Le Tchad se retire définitivement de la CPI : une justice à géométrie variable

Le gouvernement tchadien a officiellement annoncé son retrait du Statut de Rome de la Cour pénale internationale (CPI) le 27 juillet 2026. Dans un communiqué, N’Djamena justifie cette décision en accusant la CPI d’une sélectivité indéniable qui cible principalement le continent africain.

Le Gouvernement de la République du Tchad a notifié le Secrétaire général des Nations Unies de sa décision, conformément à l’article 127 du Statut de Rome. Ce retrait est considéré comme un examen approfondi du fonctionnement de la CPI depuis son entrée en fonction en 2002.

Le gouvernement tchadien souligne que l’efficacité de la CPI reste limitée et à géométrie variable au regard des attentes qui ont présidé à sa création. Les statistiques publiées par la CPI, mises à jour au 11 mai 2026, sont également utilisées pour étayer cette position.

Selon ces données, sur les 125 États parties au Statut de Rome, 33 sont africains, tandis que la Cour a ouvert 13 enquêtes dont une majorité concerne des pays africains. Le communiqué souligne également que 9 des situations faisant l’objet d’enquêtes concernent des États africains, contre 4 ouvertes dans d’autres régions sans grande avancée concrète.

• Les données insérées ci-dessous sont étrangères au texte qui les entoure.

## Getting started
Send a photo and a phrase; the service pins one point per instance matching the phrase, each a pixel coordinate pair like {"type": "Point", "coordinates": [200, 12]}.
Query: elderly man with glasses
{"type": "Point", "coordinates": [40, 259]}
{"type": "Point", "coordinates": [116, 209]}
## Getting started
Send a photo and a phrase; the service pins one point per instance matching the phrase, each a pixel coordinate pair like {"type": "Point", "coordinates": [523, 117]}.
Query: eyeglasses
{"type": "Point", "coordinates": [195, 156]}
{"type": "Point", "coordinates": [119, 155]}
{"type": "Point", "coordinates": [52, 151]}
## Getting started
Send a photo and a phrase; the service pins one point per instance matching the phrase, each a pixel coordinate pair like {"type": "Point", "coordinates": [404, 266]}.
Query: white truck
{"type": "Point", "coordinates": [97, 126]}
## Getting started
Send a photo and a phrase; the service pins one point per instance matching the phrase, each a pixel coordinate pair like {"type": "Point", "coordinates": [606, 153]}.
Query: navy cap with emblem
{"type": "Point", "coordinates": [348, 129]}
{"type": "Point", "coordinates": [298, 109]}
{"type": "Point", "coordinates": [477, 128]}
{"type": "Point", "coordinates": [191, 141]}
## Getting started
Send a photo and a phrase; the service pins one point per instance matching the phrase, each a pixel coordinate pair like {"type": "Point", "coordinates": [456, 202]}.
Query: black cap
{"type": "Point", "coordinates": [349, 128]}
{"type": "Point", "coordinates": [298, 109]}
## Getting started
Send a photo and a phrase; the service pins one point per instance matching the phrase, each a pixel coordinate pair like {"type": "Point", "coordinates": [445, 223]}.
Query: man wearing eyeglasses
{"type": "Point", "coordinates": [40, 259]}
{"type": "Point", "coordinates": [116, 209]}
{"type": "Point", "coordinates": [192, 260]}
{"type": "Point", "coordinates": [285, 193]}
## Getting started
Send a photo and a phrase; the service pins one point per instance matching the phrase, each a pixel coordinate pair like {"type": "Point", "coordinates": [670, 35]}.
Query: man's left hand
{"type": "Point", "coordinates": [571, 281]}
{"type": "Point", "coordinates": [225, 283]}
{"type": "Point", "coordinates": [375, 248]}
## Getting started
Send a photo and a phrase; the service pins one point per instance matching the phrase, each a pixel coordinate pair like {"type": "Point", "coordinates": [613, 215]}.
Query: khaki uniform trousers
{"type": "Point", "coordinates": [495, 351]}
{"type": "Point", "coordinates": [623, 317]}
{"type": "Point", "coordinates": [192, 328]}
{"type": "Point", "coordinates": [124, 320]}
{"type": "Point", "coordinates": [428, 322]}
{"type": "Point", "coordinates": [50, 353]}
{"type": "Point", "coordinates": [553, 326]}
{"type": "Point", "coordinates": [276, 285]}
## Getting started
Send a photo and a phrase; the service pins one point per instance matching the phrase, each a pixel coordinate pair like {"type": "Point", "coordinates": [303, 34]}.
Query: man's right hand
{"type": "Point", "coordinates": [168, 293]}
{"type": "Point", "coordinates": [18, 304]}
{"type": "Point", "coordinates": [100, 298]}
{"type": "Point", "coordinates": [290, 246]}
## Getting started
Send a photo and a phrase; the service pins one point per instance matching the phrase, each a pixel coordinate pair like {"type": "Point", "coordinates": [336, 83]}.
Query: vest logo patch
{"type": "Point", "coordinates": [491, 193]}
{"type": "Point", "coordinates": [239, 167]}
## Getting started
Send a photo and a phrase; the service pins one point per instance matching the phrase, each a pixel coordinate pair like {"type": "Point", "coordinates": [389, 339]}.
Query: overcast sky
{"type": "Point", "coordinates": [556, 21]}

Les autorités tchadiennes dénoncent une concentration durable de l’activité judiciaire de la CPI sur le Sud global en général et le continent africain en particulier. Ils appellent l’Union africaine et ses États membres à renforcer les mécanismes judiciaires africains pour favoriser l’émergence d’une justice continentale plus équitable.

Le gouvernement tchadien réaffirme son attachement irréversible à la lutte contre l’impunité des auteurs des crimes les plus graves, estimant que les juridictions nationales et les mécanismes judiciaires africains disposent désormais de capacités croissantes pour assumer pleinement cette mission.